September and October are considered the height of hurricane season, and Ocean County officials want to ensure that area residents know what to do before, during and after a major storm. “Hopefully we will never see the devastating effects of a storm like Sandy again, but even hurricanes that pack much less of a punch can cause devastation very quickly,” stated Freeholder Director Gerry P. Little, who serves as liaison to the Ocean County Board of Health.

“Preparedness can mean all the difference,” said Freeholder John P. Kelly, liaison to the Ocean County Office of Emergency Management and director of Law and Public Safety.

Daniel E. Regenye, public health coordinator for the county, offered these basic preparedness tips:

• Know evacuation routes and have a plan for where to stay.

• Put together a disaster supply kit, including a flashlight, batteries, cash, first-aid supplies and copies of critical information to take if evacuating.

• If staying home rather than evacuating, have adequate supplies in case of loss of power and water, and in the event that roads are flooded or blocked.

• Have a family emergency communication plan.

“In addition,” said Regenye, “it is important to prepare your home. There are several things you can do to eliminate or minimize damage from a hurricane,” including the following:

• Before hurricane season, or when a hurricane is approaching, check the property and, if necessary, trim or remove damaged trees and limbs.
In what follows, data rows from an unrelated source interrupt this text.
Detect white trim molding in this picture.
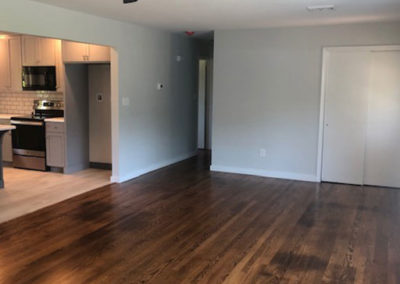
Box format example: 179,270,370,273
210,165,320,182
110,151,197,183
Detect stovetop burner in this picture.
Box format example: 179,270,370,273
11,100,64,121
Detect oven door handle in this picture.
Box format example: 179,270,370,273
10,120,43,126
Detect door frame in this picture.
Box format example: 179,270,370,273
316,45,400,182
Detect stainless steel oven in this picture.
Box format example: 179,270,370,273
22,66,57,91
11,100,64,171
11,118,46,171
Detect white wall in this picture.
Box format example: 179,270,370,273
0,0,196,181
212,23,400,180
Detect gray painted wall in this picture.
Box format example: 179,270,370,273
0,0,197,180
212,23,400,180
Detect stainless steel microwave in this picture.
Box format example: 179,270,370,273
22,66,57,91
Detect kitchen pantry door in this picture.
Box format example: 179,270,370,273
364,50,400,187
322,49,371,184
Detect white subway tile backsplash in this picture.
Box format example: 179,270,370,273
0,92,64,114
• Secure loose rain gutters and downspouts and clear any clogged areas or debris to help prevent water damage.

• Retrofit to secure and reinforce the roof, windows and doors, including the garage doors.

• Purchase a portable generator or install a generator for use during power outages.

As the county officials pointed out, September is National Preparedness Month, and Little pointed to the importance of the family emergency communication plan. “Many of our communication networks, such as mobile phones and computers, could be unreliable during disasters and electricity could be disrupted,” he noted. “Planning for any type of disaster or emergency helps ensure that all the members of your household, including children and people with disabilities, know how to reach each other and where to meet up in an emergency.”

Regenye advises that children be made aware of emergency plans, as disasters can strike during school or work hours.

“It is also suggested that you identify someone outside of your community or state who can act as a central point of contact to help your household reconnect,” said Brian Rumpf, director of administration for the county health department. “In a disaster, it may be easier to make a long-distance phone call than to call locally, as the local phone lines could be jammed.”

As Regenye added, a family communication plan should also include phone numbers for emergency services, utilities, service providers, medical providers, veterinarian, insurance companies and other services.